The 'Insecure' alum's new comment comes after she revealed that she's diagnosed with autism during an interview on Shannon Sharpe's 'Club Shay Shay' podcast.

AceShowbiz - Amanda Seales has further addressed her autism diagnosis that she first revealed on Shannon Sharpe's podcast. The "Insecure" alum raised people's eyebrows when she shared in a new Instagram Live that she was, in fact, not "clinically diagnosed" with autism.

"No, I have been clinically diagnosed by a doctor because I'm not paying $10,000 to do that," the actress said in a video taken from her livestream on Thursday, April 25. "And most people would say that at this age, you don't need a clinical diagnosis in that sense."

She continued, "I think it's the other thing. It's like we are so conditioned here in this nation to really only consider some things in one kind of way."

Internet users quickly put her on blast for easliy claiming to have autism despite not getting a clinical diagnosis. "Everybody wants to be on the autism spectrum all of a sudden. Are y'all ok??" one critic said in an Instagram comment. Another added, "Me when I look up my symptoms on google and diagnose myself with an disorder:"

"Another prime example of when you're so 'smart' that you're not It's Narcissism and delusion of Grandeur honey!" someone else wrote. One other pointed out, "ts not 10k and this is why Shannon was talking to her the way she was. Its kinda damaging in my opinion to just go happily self diagnosing on such a huge platform.
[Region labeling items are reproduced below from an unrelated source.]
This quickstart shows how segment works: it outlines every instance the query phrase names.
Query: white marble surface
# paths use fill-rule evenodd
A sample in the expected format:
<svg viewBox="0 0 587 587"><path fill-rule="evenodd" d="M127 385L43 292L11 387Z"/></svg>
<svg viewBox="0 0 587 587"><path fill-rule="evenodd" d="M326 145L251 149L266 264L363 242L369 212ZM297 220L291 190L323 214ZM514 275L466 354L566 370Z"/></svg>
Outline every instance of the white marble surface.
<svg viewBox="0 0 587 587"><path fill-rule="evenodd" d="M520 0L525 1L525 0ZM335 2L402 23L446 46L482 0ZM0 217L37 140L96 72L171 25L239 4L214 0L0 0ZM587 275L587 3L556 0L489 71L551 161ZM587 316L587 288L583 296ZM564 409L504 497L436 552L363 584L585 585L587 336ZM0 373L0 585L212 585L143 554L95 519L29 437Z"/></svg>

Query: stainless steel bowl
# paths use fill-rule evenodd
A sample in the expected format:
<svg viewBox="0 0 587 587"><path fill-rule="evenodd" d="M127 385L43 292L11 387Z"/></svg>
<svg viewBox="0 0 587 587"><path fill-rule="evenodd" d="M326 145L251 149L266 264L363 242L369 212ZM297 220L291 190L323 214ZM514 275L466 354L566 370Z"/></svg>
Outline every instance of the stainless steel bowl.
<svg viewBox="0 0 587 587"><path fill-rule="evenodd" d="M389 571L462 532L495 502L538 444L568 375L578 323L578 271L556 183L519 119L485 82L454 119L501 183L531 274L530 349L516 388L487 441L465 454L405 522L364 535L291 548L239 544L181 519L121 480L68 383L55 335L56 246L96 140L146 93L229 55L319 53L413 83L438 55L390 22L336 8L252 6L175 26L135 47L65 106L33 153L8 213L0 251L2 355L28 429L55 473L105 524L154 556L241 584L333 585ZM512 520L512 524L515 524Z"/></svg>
This why people with Autism are not taken seriously now days especially high functioning ones with late diagnosis!"

Amanda talked about the autism diagnosis during her appearance in the Wednesday episode of "Club Shay Shay". "I recently was diagnosed as someone who has autism spectrum disorder," she told the former NFL star on the podcast. "Which is very difficult to identify in black women because of racism."

The former "The Real" co-host added that her diagnosis has helped her better understand herself and shift her negative self-perspective. "When you take the test you're like hold'up," she divulged, "I've been thinking my whole life that this was a problem."

She said the diagnosis explained her behavior. "The fact that I have to be doing things all of the time to be stimulated. It's literally called stimming," she explained. "These are small things that are indicative of like your brain functions in a very particular way. It's also atypical to the way our society functions."